So we are back to my 1st solution
* easy, but certainly not generic enough, put an underscore before each 
surveyQuestionId value
isn'it ?

Or should we try to take specifically into account this problem for surveys ? I 
don't htink so finally...

That means also that people will have to take care with Id now : they can't begin by a digit, period. I guess most of us are already well acquainted with that from our background...

Jacques

From: "Adrian Crum" <[email protected]>
It could be worded differently - I'll try to work on it when I have some time.

The wiki document tries to explain how identifiers in UEL must follow Java naming conventions. In other words, an identifier cannot start with a digit.

The expression ${answers.1040} would evaluate to a List, because 1040 starts with a digit and that makes it an integer. The expression ${answers._1040} would evaluate to a Map or Bean since the identifier _1040 starts with a non-digit character.

As I explained to Brett the other day, you have to look at UEL expressions from an expression viewpoint, not from an implementation viewpoint. The OFBiz developer community is used to thinking of expressions as a collection of Maps (the implementation). That has changed with the conversion to UEL. Using sequence IDs as Map keys was a cool trick in the old code, but it just won't work with UEL - because UEL doesn't consider them as Map keys.

Here is another way to look at it:

The Java code

public class answers {
  public String 1040 = "Hello World!";
}

would not compile because 1040 is not a valid Java identifier. The Java code

public class answers {
  public String _1040 = "Hello World!";
}

would compile because _1040 is a valid Java identifier.

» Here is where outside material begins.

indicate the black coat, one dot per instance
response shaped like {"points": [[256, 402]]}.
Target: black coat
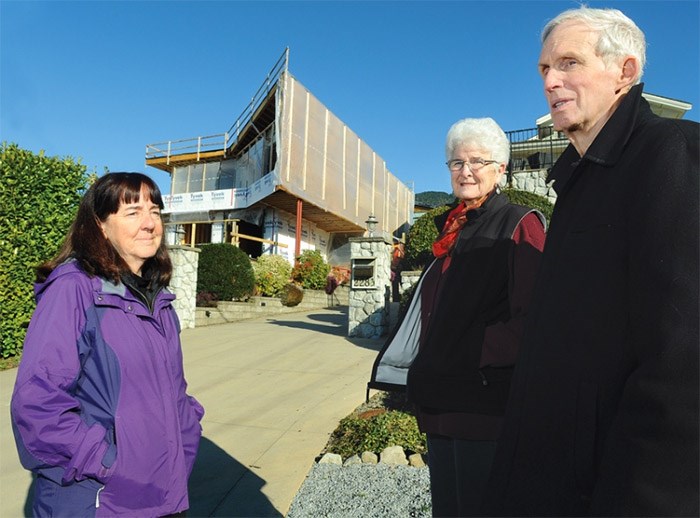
{"points": [[603, 411]]}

I put some code in the framework to try and do some on-the-fly expression conversions. If a digit follows a period, then an underscore is inserted after the period. This helps maintain some backward compatibility, but the downside is an expression like ${$5.95} will be mistakenly converted to ${5._95}.

In summary, the best approach to this type of problem is to convert the sequence ID to a valid Java identifier by changing the first character of the ID.

-Adrian

David E Jones wrote:

That's a great document, but I don't see an answer to this question there...

Am I missing something?

BTW, I haven't tried either of my suggestions in this case.

Adding an underscore to the beginning is great, but it needs to be done everywhere the Map is used, including all get and set operations and any that are missed will fail.

-David


On Feb 1, 2009, at 10:37 AM, Adrian Crum wrote:

http://docs.ofbiz.org/display/OFBTECH/Unified+Expression+Language+(JSR-245)+in+OFBiz



--- On Sun, 2/1/09, David E Jones <[email protected]> wrote:

From: David E Jones <[email protected]>
Subject: Re: Minipol in eCommerce
To: [email protected]
Date: Sunday, February 1, 2009, 10:15 AM
One limitation of the dot syntax under UEL is that it treats
the Map entry keys as variable names, which I think causes
this problem.

To get around it we may have to change the code and instead
of using something like answers.fieldName either use
something like answers[fieldName] or even
answers.get(fieldName) if we have issues with that.

-David


On Feb 1, 2009, at 10:00 AM, Jacques Le Roux wrote:

I had a new look at this. It's a problem with the
FlexibleMapAccessor.
It interprets "answers.1040" as null. There
are 2 solutions
* easy, but certainly not generic enough, put an
underscore before each surveyQuestionId value
* change FlexibleMapAccessor to not interprets strings
like "answers.1040" as null, resulting for
if-empty tag to render a false result (empty, but it's
not)

I remember having seen a discussion about such strings
(Id beginning by a digit) but I did not find it.